I'm sure there are plenty of bugs right now - please let me know if you find one.
Please report any bugs or feature requests to: barry.moore@genetics.utah.edu
Barry Moore barry.moore@genetics.utah.edu
Copyright (c) 2010-2015, Barry Moore barry.moore@genetics.utah.edu. All rights reserved.
This module is free software; you can redistribute it and/or modify it under the same terms as Perl itself.

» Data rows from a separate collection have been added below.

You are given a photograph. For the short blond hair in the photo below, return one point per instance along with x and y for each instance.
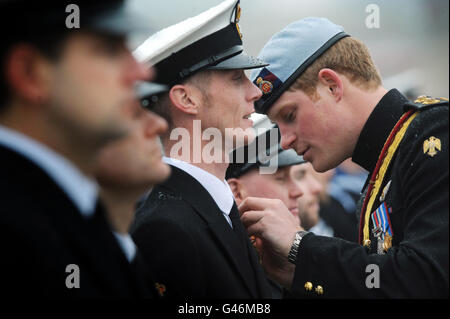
(348, 56)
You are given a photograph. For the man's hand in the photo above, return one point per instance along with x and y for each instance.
(275, 227)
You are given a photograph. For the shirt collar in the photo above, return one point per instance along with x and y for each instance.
(377, 129)
(127, 245)
(219, 190)
(81, 190)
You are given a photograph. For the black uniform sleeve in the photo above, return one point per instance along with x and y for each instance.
(171, 254)
(417, 266)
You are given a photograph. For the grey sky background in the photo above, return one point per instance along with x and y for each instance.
(410, 48)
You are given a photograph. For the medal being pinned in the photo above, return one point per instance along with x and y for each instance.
(382, 228)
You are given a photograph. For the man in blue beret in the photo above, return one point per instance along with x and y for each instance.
(325, 94)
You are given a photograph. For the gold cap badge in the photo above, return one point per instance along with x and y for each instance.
(431, 145)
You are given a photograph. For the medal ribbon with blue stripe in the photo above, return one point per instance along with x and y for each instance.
(380, 218)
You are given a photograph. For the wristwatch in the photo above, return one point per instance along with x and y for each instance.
(292, 257)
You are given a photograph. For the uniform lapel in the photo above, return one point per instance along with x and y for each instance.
(198, 197)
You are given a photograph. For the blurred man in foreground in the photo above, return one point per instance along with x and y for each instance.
(65, 93)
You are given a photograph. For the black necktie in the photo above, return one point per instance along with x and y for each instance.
(238, 228)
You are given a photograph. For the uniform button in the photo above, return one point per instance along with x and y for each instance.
(319, 290)
(308, 286)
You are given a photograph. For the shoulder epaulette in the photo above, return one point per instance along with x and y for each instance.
(425, 102)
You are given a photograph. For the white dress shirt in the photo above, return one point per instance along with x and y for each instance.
(219, 190)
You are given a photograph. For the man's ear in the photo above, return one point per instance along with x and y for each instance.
(27, 73)
(187, 98)
(333, 82)
(238, 189)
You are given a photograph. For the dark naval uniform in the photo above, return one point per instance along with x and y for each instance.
(404, 220)
(190, 248)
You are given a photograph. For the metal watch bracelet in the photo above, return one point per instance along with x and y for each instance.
(292, 257)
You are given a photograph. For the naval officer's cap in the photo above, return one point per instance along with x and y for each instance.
(210, 40)
(290, 52)
(261, 153)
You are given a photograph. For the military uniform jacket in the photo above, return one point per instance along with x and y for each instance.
(417, 263)
(42, 232)
(191, 249)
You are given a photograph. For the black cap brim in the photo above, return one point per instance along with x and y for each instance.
(240, 61)
(287, 158)
(148, 89)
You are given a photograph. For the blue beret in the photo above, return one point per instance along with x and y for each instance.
(289, 53)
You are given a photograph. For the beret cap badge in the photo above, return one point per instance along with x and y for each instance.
(265, 86)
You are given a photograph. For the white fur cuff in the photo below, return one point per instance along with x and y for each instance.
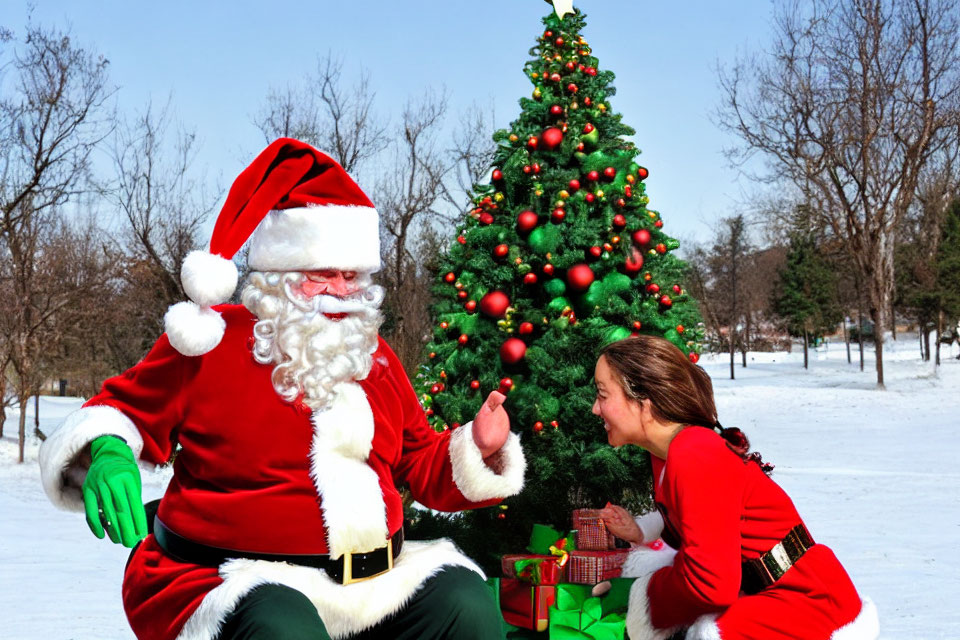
(641, 564)
(478, 482)
(61, 471)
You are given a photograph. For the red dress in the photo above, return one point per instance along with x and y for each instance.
(259, 474)
(722, 511)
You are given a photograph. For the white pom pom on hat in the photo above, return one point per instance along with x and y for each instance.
(300, 210)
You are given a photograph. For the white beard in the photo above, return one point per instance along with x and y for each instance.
(312, 353)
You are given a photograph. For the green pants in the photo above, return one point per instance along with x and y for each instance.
(454, 603)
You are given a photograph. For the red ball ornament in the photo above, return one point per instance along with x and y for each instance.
(526, 221)
(579, 277)
(551, 138)
(512, 351)
(633, 263)
(494, 304)
(641, 237)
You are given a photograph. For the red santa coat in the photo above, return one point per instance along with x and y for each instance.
(725, 511)
(259, 474)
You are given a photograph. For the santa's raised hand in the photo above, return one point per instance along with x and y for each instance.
(492, 425)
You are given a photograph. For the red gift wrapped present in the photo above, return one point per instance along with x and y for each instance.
(525, 605)
(535, 569)
(591, 567)
(592, 534)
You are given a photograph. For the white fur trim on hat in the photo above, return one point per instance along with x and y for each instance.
(478, 482)
(641, 564)
(351, 498)
(312, 238)
(866, 626)
(208, 279)
(61, 469)
(345, 610)
(193, 330)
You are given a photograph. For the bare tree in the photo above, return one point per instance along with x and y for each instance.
(163, 202)
(336, 119)
(848, 104)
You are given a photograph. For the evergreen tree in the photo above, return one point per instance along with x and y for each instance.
(806, 293)
(559, 255)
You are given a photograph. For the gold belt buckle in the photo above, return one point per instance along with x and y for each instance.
(348, 565)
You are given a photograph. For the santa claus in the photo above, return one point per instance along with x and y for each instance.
(291, 424)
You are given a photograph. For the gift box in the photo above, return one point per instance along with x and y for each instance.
(532, 568)
(592, 534)
(525, 605)
(577, 613)
(591, 567)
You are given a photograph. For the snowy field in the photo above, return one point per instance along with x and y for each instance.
(874, 474)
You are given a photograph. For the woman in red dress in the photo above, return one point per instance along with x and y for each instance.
(740, 563)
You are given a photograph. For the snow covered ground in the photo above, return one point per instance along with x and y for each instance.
(873, 473)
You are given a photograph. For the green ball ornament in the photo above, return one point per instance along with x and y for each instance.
(555, 287)
(613, 334)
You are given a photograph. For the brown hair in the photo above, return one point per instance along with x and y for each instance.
(654, 368)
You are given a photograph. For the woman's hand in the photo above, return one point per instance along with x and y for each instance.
(620, 523)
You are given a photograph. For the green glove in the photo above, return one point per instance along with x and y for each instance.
(112, 488)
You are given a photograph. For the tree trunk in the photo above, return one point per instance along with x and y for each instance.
(939, 334)
(732, 351)
(806, 342)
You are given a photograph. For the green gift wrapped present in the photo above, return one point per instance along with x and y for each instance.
(579, 614)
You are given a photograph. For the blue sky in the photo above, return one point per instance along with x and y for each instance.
(219, 60)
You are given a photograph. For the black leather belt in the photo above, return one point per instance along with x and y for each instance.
(760, 573)
(348, 568)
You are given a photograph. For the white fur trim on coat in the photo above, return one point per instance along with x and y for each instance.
(193, 330)
(322, 237)
(866, 626)
(208, 279)
(641, 564)
(478, 482)
(61, 469)
(351, 498)
(651, 525)
(345, 610)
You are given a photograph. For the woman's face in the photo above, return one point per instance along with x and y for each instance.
(621, 414)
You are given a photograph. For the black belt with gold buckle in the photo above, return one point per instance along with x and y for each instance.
(348, 568)
(760, 573)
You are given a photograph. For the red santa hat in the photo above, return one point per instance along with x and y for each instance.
(300, 211)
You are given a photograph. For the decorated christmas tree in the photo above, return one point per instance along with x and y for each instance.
(559, 255)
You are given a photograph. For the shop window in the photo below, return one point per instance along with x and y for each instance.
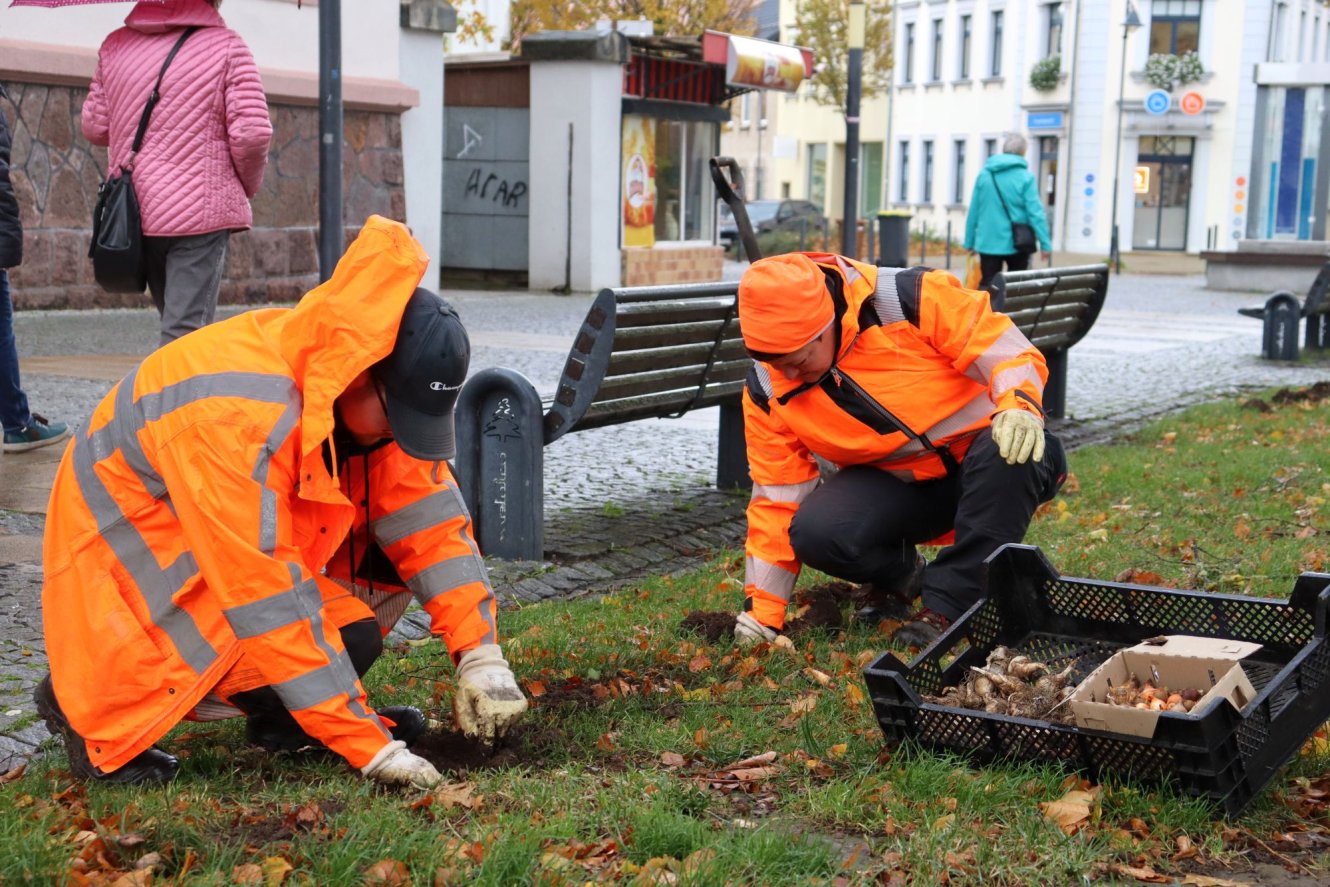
(958, 189)
(817, 173)
(927, 170)
(964, 47)
(1175, 25)
(907, 55)
(935, 71)
(684, 190)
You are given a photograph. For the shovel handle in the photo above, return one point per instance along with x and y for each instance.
(730, 190)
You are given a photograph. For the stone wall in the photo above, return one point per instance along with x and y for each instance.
(669, 263)
(56, 173)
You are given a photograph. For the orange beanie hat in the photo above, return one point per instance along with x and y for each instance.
(784, 303)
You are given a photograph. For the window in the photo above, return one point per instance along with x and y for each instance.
(964, 47)
(1054, 44)
(903, 189)
(1175, 25)
(958, 188)
(684, 190)
(935, 72)
(927, 170)
(870, 181)
(907, 56)
(817, 173)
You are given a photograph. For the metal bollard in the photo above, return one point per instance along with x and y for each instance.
(500, 463)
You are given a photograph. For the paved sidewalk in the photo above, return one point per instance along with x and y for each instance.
(621, 502)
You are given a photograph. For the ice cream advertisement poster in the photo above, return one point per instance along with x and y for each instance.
(639, 177)
(768, 65)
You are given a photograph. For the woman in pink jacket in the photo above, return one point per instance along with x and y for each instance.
(202, 156)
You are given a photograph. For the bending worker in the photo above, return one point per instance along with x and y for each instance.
(930, 406)
(217, 527)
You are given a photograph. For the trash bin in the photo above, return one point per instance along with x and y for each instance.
(894, 238)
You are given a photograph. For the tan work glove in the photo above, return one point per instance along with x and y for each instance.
(748, 631)
(488, 700)
(397, 766)
(1019, 435)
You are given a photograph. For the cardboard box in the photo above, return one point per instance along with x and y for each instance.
(1176, 661)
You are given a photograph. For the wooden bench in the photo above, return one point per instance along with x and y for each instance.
(648, 351)
(660, 351)
(1281, 314)
(1055, 307)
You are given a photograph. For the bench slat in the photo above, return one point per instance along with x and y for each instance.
(672, 311)
(616, 411)
(659, 337)
(682, 355)
(682, 378)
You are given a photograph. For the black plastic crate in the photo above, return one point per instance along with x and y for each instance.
(1216, 753)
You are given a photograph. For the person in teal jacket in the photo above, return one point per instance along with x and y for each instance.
(988, 225)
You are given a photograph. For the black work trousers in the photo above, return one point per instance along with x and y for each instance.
(862, 524)
(991, 265)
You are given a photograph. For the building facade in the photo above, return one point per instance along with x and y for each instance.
(1109, 101)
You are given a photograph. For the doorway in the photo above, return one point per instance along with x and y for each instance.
(1163, 188)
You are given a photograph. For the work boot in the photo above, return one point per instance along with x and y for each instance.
(277, 730)
(923, 628)
(148, 767)
(893, 601)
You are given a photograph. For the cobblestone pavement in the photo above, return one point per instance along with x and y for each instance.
(621, 502)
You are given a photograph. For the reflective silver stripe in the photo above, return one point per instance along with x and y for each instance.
(444, 576)
(785, 492)
(764, 379)
(156, 585)
(267, 498)
(423, 513)
(258, 617)
(774, 580)
(1010, 345)
(886, 302)
(1015, 378)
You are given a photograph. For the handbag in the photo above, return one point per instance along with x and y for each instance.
(117, 233)
(1022, 236)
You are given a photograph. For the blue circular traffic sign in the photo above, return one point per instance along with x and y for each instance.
(1157, 103)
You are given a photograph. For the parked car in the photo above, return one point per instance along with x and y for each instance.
(768, 217)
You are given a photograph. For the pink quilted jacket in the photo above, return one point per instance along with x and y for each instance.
(206, 144)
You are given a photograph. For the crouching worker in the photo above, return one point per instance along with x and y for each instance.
(216, 528)
(927, 402)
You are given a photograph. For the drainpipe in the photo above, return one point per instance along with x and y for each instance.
(1071, 119)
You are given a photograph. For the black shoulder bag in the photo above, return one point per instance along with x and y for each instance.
(117, 234)
(1022, 234)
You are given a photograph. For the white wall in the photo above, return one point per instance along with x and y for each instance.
(587, 96)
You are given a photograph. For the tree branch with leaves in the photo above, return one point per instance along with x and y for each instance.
(823, 27)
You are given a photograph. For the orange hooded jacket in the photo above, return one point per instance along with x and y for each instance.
(917, 353)
(193, 515)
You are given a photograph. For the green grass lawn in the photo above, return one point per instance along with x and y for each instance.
(631, 766)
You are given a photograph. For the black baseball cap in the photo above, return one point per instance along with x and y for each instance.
(423, 375)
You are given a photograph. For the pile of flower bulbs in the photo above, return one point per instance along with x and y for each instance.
(1015, 685)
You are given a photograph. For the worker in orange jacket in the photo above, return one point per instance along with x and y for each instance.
(240, 521)
(927, 402)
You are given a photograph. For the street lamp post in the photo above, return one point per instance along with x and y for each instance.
(853, 72)
(1129, 24)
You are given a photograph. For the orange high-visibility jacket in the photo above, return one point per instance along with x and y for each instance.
(193, 515)
(917, 351)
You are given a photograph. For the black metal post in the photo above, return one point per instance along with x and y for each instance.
(853, 76)
(331, 234)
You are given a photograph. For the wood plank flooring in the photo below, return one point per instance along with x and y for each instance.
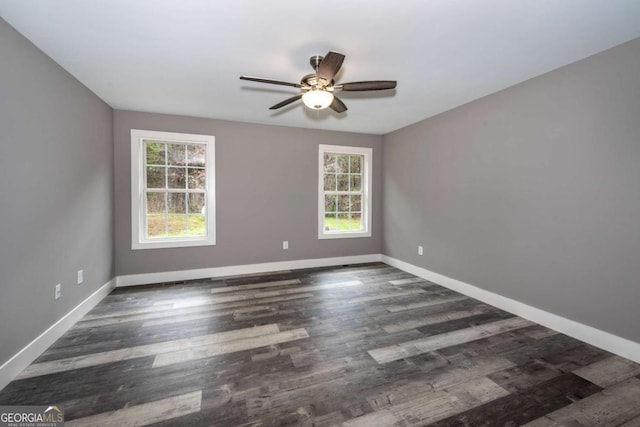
(362, 345)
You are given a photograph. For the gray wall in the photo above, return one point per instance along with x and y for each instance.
(266, 193)
(532, 193)
(56, 191)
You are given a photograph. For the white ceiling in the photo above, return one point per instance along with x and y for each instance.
(185, 56)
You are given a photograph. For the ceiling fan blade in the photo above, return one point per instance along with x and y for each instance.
(330, 65)
(337, 105)
(370, 85)
(274, 82)
(285, 102)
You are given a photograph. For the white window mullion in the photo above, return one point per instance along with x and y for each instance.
(189, 233)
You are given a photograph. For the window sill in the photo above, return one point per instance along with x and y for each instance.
(173, 243)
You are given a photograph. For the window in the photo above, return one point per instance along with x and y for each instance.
(172, 189)
(344, 202)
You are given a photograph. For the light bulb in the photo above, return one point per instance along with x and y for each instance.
(317, 99)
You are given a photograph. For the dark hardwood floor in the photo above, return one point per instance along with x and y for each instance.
(363, 345)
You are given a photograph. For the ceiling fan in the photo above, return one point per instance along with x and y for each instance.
(317, 89)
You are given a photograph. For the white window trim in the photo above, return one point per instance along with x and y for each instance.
(366, 190)
(138, 240)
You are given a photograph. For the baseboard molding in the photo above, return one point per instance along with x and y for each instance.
(596, 337)
(233, 270)
(12, 367)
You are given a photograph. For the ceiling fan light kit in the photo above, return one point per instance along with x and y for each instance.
(317, 89)
(317, 99)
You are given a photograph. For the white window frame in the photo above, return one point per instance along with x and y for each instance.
(367, 180)
(138, 184)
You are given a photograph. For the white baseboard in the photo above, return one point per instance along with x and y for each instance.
(12, 367)
(596, 337)
(203, 273)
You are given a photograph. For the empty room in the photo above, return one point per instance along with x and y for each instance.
(349, 213)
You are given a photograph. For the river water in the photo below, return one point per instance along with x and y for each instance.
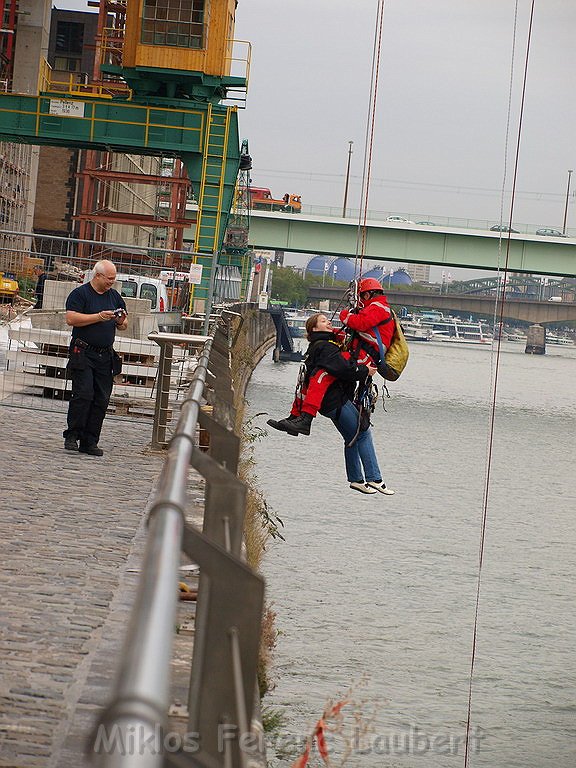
(377, 593)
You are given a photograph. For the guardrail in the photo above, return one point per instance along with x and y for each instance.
(130, 731)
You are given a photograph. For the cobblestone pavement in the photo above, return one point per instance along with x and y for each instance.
(72, 534)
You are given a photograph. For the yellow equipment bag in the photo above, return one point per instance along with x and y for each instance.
(396, 355)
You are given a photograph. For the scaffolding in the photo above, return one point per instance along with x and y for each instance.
(15, 159)
(131, 198)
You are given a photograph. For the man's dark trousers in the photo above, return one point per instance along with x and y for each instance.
(91, 390)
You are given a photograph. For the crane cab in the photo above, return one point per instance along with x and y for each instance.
(175, 48)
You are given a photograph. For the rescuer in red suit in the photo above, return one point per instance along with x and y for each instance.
(373, 310)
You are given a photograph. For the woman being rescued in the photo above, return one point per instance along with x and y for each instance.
(324, 355)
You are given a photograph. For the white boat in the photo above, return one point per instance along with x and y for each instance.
(456, 331)
(519, 338)
(564, 341)
(414, 330)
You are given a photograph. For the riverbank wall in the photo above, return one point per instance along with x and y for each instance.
(75, 532)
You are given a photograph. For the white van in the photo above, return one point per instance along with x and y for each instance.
(143, 287)
(140, 287)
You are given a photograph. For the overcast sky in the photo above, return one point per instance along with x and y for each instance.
(441, 118)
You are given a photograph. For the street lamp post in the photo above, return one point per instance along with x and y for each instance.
(350, 143)
(566, 205)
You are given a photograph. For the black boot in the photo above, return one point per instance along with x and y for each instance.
(282, 425)
(300, 425)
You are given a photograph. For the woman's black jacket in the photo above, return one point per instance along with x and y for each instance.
(325, 353)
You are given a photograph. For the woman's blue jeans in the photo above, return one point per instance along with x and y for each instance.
(361, 462)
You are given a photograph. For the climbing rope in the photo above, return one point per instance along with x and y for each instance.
(369, 141)
(499, 312)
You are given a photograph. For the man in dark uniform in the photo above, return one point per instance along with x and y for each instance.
(94, 310)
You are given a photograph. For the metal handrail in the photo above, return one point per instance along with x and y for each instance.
(229, 607)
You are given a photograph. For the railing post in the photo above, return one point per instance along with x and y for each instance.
(166, 343)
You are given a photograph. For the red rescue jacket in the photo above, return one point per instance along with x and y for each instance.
(376, 312)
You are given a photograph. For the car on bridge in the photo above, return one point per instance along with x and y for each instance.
(399, 220)
(503, 228)
(550, 233)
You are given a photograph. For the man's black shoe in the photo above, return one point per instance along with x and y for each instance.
(300, 425)
(283, 425)
(91, 450)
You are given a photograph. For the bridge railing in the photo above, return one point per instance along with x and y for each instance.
(132, 730)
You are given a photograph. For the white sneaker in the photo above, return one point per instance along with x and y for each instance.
(362, 488)
(381, 488)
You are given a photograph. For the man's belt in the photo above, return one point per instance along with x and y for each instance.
(84, 345)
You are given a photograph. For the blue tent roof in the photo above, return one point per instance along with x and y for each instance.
(317, 264)
(342, 269)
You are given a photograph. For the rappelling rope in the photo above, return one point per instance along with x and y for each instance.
(500, 302)
(369, 141)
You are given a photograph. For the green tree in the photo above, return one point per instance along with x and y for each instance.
(289, 285)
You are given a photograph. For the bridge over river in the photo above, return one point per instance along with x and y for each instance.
(414, 243)
(527, 310)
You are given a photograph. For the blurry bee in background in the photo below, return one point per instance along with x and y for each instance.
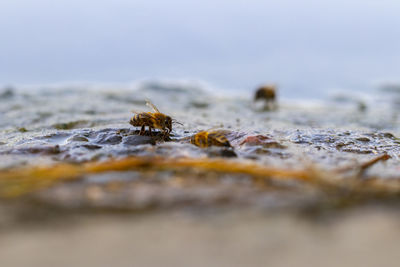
(267, 93)
(153, 120)
(207, 139)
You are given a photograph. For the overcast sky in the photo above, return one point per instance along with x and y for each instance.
(232, 44)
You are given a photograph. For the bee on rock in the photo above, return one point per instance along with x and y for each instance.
(207, 139)
(267, 94)
(153, 120)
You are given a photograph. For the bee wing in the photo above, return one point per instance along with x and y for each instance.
(152, 106)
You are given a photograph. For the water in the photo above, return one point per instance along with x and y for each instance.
(308, 47)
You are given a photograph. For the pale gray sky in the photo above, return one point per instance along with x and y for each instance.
(232, 44)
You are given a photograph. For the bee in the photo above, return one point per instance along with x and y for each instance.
(153, 120)
(267, 93)
(207, 139)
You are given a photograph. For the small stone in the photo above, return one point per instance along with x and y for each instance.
(135, 140)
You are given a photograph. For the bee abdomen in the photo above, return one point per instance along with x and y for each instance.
(138, 120)
(207, 139)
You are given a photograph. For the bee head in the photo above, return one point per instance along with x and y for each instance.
(168, 123)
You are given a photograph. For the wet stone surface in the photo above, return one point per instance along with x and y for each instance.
(93, 126)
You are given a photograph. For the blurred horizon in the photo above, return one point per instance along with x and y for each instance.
(308, 47)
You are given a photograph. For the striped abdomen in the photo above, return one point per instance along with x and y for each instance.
(143, 119)
(207, 139)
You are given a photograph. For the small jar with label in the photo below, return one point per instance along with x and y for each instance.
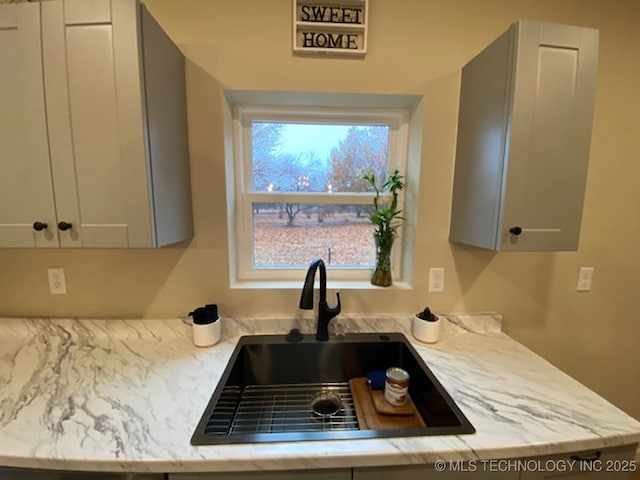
(396, 387)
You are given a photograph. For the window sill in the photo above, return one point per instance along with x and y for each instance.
(333, 285)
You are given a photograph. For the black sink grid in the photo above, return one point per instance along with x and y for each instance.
(265, 391)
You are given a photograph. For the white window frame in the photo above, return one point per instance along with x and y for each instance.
(241, 247)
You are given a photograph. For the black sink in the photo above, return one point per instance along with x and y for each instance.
(267, 390)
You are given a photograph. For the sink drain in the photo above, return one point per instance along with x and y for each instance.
(325, 404)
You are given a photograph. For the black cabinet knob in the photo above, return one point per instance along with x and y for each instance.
(64, 226)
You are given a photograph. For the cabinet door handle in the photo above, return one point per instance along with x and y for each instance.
(587, 458)
(39, 226)
(64, 226)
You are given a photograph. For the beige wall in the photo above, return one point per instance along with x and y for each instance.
(415, 47)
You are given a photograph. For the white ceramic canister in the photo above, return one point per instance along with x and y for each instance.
(206, 326)
(426, 326)
(396, 386)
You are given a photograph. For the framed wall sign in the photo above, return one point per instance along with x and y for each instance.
(330, 27)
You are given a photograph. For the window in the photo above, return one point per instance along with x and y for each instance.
(299, 191)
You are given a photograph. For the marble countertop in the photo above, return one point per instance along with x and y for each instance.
(126, 395)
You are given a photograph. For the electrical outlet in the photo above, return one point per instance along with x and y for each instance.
(57, 282)
(436, 280)
(585, 276)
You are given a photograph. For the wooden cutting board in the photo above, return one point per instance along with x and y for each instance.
(370, 418)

BECAUSE THIS SOFTWARE IS LICENSED FREE OF CHARGE, THERE IS NO WARRANTY FOR THE SOFTWARE, TO THE EXTENT PERMITTED BY APPLICABLE LAW. EXCEPT WHEN OTHERWISE STATED IN WRITING THE COPYRIGHT HOLDERS AND/OR OTHER PARTIES PROVIDE THE SOFTWARE "AS IS" WITHOUT WARRANTY OF ANY KIND, EITHER EXPRESSED OR IMPLIED, INCLUDING, BUT NOT LIMITED TO, THE IMPLIED WARRANTIES OF MERCHANTABILITY AND FITNESS FOR A PARTICULAR PURPOSE. THE ENTIRE RISK AS TO THE QUALITY AND PERFORMANCE OF THE SOFTWARE IS WITH YOU. SHOULD THE SOFTWARE PROVE DEFECTIVE, YOU ASSUME THE COST OF ALL NECESSARY SERVICING, REPAIR, OR CORRECTION.
IN NO EVENT UNLESS REQUIRED BY APPLICABLE LAW OR AGREED TO IN WRITING WILL ANY COPYRIGHT HOLDER, OR ANY OTHER PARTY WHO MAY MODIFY AND/OR REDISTRIBUTE THE SOFTWARE AS PERMITTED BY THE ABOVE LICENCE, BE LIABLE TO YOU FOR DAMAGES, INCLUDING ANY GENERAL, SPECIAL, INCIDENTAL, OR CONSEQUENTIAL DAMAGES ARISING OUT OF THE USE OR INABILITY TO USE THE SOFTWARE (INCLUDING BUT NOT LIMITED TO LOSS OF DATA OR DATA BEING RENDERED INACCURATE OR LOSSES SUSTAINED BY YOU OR THIRD PARTIES OR A FAILURE OF THE SOFTWARE TO OPERATE WITH ANY OTHER SOFTWARE), EVEN IF SUCH HOLDER OR OTHER PARTY HAS BEEN ADVISED OF THE POSSIBILITY OF SUCH DAMAGES.